Quando sul suo cammin non mai dirada
la notte né il timor, s’attarda un’ora
la pellegrina e geme, e geme ancora
fin che la sua più ardente stilla cada.
Raccoglie allor le sue forze smarrite
e prosegue. Dal ciel pendono mute
le stelle, come lacrime impietrite.
Sola prosegue, col suo cuore solo.
Nè sa se le sue lacrime sperdute
daranno un fior d’amore o un fior di duolo.
***
UN’AMAREZZA
Quell’amarezza fu senza parola:
ma l’assenzio ed il fiele ed il veleno,
tutto ciò ch’è più amaro, dal mio seno
saliva gorgogliando alla mia gola.
L’angoscia che nessun bene consola
più non mi urgeva. Sol d’amaro pieno
era il mio sangue, nè veniva meno
in me quell’onda lenta eguale sola.
M’ammorbava il palato il suo sapore,
n’esalava il disgusto la mia voce,
come l’acredin d’un malvagio fiore.
Pure, un mio riso ritrovai ancora:
quel riso d’un amaro tanto atroce
che stride in bocca e l’anima divora.
***
LA MALINCONIA
Dentro le vene la malinconia
s’insinua, ed è un morbo sonnolento
cui giova non trovar medicamento,
uno stupor di morbida follìa.
Il desiderio più tenace svia,
smemora del più intenso sentimento,
quasi vapori un greve incantamento
d’oppio, in cui goda più chi più s’oblìa.
Essa è come un giaciglio, ove un’inerte
stanchezza ci abbandoni svigorite,
con le treccie disciolte e a braccia aperte.
Ed ha il torpor d’alcune notti estive,
in cui ci s’addormenta indolenzite
dallo spasimo oscuro d’esser vive.
***
ANIMA ERRANTE
Se il mio signore segue la sua via
con cuore assorto o con sereno volto,
sol con sè solo crede andar, raccolto
nel suo pensier, senz’altra compagnia.
Ed ei non vede alcuno che lo spia,
passo passo, alla sua mèta rivolto,
alcun che sta del suo cuore in ascolto
e gli parla con tenera follia.
Ecco: al suo piede un’ombra or lunga or breve
accanto o dietro o innanzi a lui cammina,
nè mai la stanca quel suo andar sì lieve.

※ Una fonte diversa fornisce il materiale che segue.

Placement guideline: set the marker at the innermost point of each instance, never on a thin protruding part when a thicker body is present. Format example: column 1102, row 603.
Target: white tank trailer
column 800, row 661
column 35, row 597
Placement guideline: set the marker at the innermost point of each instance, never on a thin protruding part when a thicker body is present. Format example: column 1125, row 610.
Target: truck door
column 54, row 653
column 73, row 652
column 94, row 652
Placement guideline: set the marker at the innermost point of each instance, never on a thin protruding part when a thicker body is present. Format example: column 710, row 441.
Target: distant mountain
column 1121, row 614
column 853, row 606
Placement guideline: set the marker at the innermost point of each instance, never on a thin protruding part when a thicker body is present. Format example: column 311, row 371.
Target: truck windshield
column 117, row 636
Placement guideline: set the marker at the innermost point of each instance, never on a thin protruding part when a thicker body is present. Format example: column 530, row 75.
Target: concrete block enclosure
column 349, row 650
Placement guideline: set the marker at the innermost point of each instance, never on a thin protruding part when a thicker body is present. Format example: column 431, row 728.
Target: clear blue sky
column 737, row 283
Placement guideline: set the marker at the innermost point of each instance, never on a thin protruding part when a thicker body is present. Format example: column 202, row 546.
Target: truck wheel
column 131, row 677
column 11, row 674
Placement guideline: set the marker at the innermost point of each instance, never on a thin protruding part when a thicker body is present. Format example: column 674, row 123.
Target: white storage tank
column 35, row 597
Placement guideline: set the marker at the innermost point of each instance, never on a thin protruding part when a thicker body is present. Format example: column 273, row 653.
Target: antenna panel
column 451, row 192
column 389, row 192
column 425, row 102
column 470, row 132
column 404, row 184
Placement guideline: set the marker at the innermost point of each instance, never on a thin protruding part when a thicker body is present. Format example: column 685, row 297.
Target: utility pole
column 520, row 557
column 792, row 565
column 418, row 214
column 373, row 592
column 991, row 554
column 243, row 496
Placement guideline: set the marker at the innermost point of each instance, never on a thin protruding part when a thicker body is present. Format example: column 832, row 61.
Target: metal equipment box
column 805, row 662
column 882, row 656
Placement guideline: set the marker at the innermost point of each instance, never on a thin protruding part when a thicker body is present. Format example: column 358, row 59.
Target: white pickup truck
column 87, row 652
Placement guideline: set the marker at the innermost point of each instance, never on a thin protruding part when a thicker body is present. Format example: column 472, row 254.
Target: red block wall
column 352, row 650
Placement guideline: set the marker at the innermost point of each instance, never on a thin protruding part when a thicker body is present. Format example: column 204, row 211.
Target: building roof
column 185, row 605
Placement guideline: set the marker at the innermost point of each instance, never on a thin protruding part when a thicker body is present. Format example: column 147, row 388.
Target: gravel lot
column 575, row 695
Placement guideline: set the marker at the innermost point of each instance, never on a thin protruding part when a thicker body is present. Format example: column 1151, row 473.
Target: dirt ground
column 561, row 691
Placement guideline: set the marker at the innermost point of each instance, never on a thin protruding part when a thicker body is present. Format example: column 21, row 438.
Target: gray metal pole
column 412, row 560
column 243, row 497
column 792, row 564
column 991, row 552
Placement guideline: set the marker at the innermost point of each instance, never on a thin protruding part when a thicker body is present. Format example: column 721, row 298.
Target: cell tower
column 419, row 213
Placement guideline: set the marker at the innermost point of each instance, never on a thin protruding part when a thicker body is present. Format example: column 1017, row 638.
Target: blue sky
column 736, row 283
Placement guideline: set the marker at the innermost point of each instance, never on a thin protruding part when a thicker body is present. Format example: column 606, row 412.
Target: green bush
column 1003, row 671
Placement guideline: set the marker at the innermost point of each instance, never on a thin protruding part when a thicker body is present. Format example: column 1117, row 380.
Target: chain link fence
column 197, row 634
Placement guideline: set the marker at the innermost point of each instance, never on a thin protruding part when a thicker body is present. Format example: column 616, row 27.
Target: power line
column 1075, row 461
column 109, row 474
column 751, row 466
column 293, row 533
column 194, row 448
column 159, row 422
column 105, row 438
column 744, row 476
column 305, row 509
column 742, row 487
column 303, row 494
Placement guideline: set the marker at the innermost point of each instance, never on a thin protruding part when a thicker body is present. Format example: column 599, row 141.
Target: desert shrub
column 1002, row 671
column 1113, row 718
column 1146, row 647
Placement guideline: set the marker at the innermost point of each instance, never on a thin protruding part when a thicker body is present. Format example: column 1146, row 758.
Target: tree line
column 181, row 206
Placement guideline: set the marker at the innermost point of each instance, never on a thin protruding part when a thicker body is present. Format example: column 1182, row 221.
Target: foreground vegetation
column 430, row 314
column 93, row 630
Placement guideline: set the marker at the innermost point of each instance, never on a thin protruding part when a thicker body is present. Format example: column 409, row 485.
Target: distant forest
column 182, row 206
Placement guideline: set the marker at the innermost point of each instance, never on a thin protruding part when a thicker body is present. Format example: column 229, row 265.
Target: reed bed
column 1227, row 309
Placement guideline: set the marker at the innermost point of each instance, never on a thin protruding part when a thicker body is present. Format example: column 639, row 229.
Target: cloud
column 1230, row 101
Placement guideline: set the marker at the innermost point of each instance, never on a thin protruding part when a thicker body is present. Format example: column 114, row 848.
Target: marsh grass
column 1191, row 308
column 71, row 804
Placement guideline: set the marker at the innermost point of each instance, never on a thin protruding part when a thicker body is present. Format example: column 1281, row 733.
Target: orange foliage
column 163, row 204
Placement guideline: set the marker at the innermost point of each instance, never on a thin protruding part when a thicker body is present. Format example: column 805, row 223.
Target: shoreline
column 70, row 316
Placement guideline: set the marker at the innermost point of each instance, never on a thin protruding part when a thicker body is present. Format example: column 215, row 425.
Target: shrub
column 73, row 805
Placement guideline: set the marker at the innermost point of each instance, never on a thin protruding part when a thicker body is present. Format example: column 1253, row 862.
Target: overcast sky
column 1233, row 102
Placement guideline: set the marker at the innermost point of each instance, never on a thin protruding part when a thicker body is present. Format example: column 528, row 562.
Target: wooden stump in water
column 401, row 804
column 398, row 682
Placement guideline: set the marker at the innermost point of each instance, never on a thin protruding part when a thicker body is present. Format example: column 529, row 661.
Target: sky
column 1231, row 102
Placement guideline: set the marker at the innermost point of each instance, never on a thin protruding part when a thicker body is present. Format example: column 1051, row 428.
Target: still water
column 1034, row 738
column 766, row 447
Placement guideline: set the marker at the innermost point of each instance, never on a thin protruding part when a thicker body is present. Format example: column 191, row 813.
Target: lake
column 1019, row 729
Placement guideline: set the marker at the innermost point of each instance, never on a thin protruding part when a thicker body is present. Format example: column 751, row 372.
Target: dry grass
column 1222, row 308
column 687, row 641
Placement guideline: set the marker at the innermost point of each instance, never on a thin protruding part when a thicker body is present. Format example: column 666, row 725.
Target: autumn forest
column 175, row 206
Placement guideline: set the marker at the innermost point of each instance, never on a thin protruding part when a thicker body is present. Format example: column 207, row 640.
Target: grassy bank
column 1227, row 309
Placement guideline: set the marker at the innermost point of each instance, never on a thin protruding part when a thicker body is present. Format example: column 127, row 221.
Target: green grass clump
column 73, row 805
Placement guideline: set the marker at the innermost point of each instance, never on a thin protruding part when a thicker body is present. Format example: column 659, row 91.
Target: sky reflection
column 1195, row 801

Essa è colei che troppo sola muore,
è la notturna anima pellegrina
che persegue il suo sogno ed il suo amore.
***
CONTRASTO INTIMO
Dove un dolente amore si nasconde
un odio sordo quivi pur s’annida;
l’uno inasprisce di sue acerbe strida
l’altro smarrito fra mal note sponde.
L’odio superbo spesso si confonde
all’amor che s’umilia e che diffida,
poi che un’eguale passione guida
entrambi, ciechi, per sue vie profonde,
V’è in noi, forse, una martire che gode
del suo martirio, ed una prigioniera
che si rivolta e le sue corde rode.
L’una vorrebbe baciar quella mano
che contr’essa si fa sempre più fiera.
L’altra avventarle un morso disumano.
***
BELLEZZA DELLA VITA
Bellezza della vita, io non ti trovo.
Pure ti cerco in me, pure ti spio
su fronti di sorelle. Ombre d’oblio
or tento ed or gelosi veli io smuovo.
Il primo balenar d’un riso nuovo
scruto, m’insinuo in qualche spirto pio,
indago ogni speranza, ogni desio,
ma a scoprirti con vana ansia mi provo.
Tu esisti forse in spiriti virili
esperti in trar da ciascun fiore ebrezza,
o in chiara gioia d’anime infantili.
Non nel nostro anelar d’anime inermi:
inquete fiamme, chiuse da saggezza
d’antiche norme fra leggiadri schermi.
***
COMMIATO
Del suo primo esitar non va disciolta
pur sul tacersi la tentata lode,
chè, Sorelle, con duolo intimo l’ode
colei che si godea d’ombra raccolta.
Per senno scarso e per malizia molta
chi poco intende, assai sogghigna e gode.
Vigilava uno spirito custode
muto, il mister di vostra bianca accolta.
Pur, d’ogni velo fatta impaziente,
anime acerbe, macerate, rôse,
io vi snudai con mani violente.
Perdono io trovi. E se la mia parola
ghirlanda temeraria vi compose,
possa il suo ardire umiliar me sola.